The wisdom of the crowd is coming to astronomy.
Developer CCP Games revealed today that it will use Eve Online to power the scientific search for exoplanets, which are planets that exist outside of the Solar System. For this project, the studio is partnering with the University of Reykjavik in its home country of Iceland as well as the University of Geneva and Michel Mayor, the honorary professor who discovered the first exoplanet. This is a kind of massive “citizen science” effort that CCP is calling MMOS, or massively multiplayer online science. And it could help real, trained researchers make important discoveries.
The project works by bringing actual astronomical data into the virtual world of Eve Online as part of a feature called Project Discovery. Eve players are rewarded for examining this data and classifying it, and the expectation is that over time a consensus will form regarding whether or not certain astronomical anomalies are exoplanets or something else. That determination will then go back to the University of Geneva for further examination.
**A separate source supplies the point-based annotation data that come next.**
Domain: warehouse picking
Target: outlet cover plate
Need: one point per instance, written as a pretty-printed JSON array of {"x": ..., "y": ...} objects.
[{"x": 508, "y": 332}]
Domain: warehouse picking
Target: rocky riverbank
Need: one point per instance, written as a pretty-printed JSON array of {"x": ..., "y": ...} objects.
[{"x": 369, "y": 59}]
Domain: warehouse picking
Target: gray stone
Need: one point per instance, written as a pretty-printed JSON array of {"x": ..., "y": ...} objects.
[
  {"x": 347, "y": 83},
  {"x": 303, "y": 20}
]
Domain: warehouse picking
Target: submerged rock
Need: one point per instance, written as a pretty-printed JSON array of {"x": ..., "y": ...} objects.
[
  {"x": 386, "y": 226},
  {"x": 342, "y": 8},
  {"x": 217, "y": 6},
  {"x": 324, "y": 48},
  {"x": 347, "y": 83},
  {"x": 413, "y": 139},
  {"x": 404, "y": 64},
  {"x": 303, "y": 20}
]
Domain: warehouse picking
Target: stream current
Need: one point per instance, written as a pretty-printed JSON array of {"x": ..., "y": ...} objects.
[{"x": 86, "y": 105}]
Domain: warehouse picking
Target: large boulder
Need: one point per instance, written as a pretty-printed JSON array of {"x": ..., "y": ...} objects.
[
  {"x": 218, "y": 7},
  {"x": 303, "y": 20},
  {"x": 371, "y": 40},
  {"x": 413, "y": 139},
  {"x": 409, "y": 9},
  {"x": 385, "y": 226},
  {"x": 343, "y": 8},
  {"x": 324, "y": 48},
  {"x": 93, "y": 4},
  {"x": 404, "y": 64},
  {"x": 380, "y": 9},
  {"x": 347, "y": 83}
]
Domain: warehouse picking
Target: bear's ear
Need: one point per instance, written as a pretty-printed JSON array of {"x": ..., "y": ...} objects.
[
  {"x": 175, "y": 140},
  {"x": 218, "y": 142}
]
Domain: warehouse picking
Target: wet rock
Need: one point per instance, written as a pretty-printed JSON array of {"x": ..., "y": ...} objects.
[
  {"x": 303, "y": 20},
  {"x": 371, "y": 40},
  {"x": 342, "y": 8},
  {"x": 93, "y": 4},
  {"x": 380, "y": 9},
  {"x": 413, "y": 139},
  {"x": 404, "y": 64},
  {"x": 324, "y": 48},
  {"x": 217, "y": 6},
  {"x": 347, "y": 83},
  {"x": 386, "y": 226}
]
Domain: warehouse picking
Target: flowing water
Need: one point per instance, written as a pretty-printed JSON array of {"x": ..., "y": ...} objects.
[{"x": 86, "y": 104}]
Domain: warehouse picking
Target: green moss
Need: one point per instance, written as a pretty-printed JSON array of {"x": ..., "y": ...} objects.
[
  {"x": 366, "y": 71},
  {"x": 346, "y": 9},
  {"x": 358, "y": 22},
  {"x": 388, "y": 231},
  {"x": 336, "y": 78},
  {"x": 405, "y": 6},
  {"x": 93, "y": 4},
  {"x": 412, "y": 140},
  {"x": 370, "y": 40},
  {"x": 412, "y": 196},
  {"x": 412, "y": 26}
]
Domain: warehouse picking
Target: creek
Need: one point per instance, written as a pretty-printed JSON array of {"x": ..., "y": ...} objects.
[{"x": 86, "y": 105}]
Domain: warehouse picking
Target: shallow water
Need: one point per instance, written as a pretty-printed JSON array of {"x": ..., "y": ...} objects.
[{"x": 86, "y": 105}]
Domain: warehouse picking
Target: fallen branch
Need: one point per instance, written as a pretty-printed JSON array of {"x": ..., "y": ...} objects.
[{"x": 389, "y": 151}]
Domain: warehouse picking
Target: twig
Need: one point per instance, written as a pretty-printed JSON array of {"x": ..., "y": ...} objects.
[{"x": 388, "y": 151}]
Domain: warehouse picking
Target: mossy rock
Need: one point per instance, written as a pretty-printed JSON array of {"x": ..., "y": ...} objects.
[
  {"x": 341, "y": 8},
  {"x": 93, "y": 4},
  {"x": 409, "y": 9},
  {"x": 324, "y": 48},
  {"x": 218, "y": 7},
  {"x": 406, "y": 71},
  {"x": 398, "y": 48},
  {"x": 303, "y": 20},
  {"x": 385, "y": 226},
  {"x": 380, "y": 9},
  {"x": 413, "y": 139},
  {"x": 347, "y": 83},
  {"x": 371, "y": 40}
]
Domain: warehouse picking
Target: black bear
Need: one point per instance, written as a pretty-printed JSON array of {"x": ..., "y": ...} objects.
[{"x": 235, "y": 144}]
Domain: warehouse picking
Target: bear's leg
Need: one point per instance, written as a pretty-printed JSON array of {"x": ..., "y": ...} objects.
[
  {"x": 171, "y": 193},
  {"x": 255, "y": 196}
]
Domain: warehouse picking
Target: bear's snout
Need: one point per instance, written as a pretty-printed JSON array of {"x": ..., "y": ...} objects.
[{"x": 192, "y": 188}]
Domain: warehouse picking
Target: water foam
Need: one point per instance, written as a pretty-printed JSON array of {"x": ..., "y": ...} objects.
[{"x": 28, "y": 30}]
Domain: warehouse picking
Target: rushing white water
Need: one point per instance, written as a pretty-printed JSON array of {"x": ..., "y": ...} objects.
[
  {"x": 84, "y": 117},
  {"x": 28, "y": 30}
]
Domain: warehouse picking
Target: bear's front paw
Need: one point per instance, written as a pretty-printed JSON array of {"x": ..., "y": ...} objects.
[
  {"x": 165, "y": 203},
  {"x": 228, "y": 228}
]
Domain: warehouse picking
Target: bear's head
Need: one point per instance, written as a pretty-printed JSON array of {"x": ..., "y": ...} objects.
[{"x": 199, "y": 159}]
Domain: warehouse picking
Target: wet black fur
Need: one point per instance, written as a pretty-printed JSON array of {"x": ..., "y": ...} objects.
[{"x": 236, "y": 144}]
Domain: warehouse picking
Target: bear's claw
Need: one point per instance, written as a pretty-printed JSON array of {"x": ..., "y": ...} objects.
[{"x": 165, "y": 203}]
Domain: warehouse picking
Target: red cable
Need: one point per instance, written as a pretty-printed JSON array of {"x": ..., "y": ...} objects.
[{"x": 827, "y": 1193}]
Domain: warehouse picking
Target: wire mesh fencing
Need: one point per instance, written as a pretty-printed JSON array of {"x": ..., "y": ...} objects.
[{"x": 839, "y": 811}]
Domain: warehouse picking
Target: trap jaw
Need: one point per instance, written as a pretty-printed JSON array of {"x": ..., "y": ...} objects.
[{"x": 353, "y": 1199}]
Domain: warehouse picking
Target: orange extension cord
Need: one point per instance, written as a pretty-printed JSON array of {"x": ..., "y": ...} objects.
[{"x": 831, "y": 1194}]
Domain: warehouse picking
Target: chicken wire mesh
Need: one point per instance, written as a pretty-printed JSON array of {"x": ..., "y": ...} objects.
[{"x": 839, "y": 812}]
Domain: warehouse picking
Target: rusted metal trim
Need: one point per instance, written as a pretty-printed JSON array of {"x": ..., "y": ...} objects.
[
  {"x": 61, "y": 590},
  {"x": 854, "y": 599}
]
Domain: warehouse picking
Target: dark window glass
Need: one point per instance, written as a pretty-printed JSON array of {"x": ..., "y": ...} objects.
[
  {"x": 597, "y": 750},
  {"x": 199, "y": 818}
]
This isn’t the first time CCP has attempted something like this. Project Discovery originally helped examine and classify human cell data for the Human Protein Atlas. The studio is just now shifting its focus outward.
“We were thrilled to see the successes of our first foray into citizen science, in which EVE players have been voracious contributors to the database of the Human Protein Atlas,” Eve executive producer Andie Nordgren. “In searching for the next dataset for our massive player community to tackle, the stars aligned for players to have the opportunity to directly contribute to the search for new planets with a world-renowned scientific team. Real people around the world collaborating in a virtual universe to explore the real universe is the stuff science fiction, and soon science fact, is made of.”
CCP is announcing this project on the heels of a revelation by astronomers that they have discovered a star with seven Earth-sized planets orbiting it. Called Trappist-1, this system is only 39 light-years from our sun, and each of these worlds could potentially contain liquid water — a necessary building block for life as we understand it.